La consolidation reprend dans l’enseignement supérieur privé
La concentration devrait s’accélérer dans le secteur fragmenté de l’enseignement supérieur privé en France. «Il existe plusieurs centaines d’écoles indépendantes, dont une grande partie sous statut associatif ou consulaire. Parmi les acteurs privés, seulement une trentaine de groupes réalisent un chiffre d’affaires annuel de plus de 10 millions d’euros», relève Thierry Rohr, directeur dans l’équipe fusions-acquisitions du groupe Mansartis. Sur ces trente établissements, la moitié est contrôlée par des personnes physiques et le reste est financé par des fonds d’investissement ou des family offices détenant une participation majoritaire ou minoritaire.
Si deux groupes américains, Career Education et Laureate, sont entrés dès le début des années 2000 au capital de quelques écoles, la crise de 2008 a conduit les fonds d’investissement à s’intéresser davantage à ce secteur qui dégage des revenus récurrents et des marges élevées, d’où une bonne visibilité des cash-flows. L’investissement dans un premier établissement leur sert de plate-forme pour réaliser d’autres opérations de croissance externe, à l’origine de synergies dans les fonctions support ou les achats.

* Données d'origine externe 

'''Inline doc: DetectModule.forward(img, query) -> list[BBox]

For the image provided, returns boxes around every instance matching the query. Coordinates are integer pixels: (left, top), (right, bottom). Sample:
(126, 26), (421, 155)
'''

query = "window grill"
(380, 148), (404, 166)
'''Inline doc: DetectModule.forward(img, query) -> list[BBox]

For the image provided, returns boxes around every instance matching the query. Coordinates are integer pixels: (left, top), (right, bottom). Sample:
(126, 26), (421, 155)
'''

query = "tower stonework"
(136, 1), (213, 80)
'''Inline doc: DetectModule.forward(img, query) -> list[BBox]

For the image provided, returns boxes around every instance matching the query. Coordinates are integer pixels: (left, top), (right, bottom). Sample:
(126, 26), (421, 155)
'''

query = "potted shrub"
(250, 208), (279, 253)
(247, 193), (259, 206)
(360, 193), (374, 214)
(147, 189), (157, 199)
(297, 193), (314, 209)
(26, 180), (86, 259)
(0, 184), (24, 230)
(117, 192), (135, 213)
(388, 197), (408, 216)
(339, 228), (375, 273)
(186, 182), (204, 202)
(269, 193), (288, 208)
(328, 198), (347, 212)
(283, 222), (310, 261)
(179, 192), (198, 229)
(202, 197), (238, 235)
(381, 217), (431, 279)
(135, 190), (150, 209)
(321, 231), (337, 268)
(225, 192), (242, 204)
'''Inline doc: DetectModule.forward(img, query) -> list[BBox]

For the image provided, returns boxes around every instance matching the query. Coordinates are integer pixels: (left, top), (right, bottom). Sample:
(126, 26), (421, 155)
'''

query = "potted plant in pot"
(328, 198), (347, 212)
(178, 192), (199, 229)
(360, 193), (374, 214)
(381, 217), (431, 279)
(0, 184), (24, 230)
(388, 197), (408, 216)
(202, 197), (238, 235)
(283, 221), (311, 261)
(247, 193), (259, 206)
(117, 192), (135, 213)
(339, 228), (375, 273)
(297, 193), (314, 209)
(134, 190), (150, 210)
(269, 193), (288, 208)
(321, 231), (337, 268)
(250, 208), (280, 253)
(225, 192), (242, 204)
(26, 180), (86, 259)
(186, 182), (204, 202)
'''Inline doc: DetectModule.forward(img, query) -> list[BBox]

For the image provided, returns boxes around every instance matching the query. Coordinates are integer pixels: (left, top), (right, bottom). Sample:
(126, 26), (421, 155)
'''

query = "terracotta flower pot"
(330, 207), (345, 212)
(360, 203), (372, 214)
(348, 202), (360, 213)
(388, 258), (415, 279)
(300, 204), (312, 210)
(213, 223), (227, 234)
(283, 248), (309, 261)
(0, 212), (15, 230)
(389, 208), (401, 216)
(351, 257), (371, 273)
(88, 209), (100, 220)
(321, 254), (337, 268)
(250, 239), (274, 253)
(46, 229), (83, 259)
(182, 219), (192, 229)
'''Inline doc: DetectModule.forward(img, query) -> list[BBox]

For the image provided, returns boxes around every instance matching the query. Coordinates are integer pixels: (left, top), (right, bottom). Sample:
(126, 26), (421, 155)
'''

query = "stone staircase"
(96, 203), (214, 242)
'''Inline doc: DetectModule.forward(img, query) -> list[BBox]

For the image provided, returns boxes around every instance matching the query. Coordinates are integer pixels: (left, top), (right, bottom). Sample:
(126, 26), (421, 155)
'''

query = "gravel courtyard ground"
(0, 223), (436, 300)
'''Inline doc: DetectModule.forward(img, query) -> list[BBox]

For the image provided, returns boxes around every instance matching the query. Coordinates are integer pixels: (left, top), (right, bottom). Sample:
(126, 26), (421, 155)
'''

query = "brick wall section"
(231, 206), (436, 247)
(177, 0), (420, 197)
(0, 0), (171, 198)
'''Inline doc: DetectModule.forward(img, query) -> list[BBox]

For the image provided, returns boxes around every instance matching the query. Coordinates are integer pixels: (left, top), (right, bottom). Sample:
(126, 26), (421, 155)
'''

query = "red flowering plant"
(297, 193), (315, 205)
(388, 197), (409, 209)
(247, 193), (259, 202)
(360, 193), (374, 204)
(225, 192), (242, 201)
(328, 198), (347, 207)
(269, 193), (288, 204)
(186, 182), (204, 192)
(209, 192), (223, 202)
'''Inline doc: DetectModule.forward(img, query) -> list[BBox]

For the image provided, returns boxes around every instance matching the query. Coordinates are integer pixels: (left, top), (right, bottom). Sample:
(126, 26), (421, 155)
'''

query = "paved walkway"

Une soixantaine de transactions ont eu lieu depuis cinq ans, faisant ressortir des valorisations souvent inférieures à 10 millions d’euros, quelques opérations étant supérieures à 20 millions. Fin 2013, Apax Partners a ainsi racheté à Career le groupe Inseec (15.000 étudiants) pour 200 millions d’euros. «Les multiples observés sont en moyenne compris entre 6 et 8 fois l’Ebitda, avec de fortes disparités selon la durée des études, les types de cursus, la notoriété de l’école ou sa localisation géographique», explique Thierry Rohr.
Une deuxième phase de consolidation vient de débuter, animée par des LBO secondaires et des cessions industrielles. Mansartis est récemment intervenu comme conseil des actionnaires familiaux de l’Eicar, école spécialisée dans les métiers de l’audiovisuel. Cet établissement, qui accueille plus de 800 étudiants, a été cédé fin 2014 au groupe bordelais Auvence. Ce dernier, qui réalisait jusqu’ici 9 millions d’euros de chiffre d’affaires dans son pôle éducation, prévoit d’acquérir entre 10 et 15 établissements sur les prochaines années.
De son côté l’ESG, école de commerce post-bac créée voici quarante ans, rejoindra dès septembre 2015 l’établissement «Paris School of Business» qui appartient au réseau Studialis.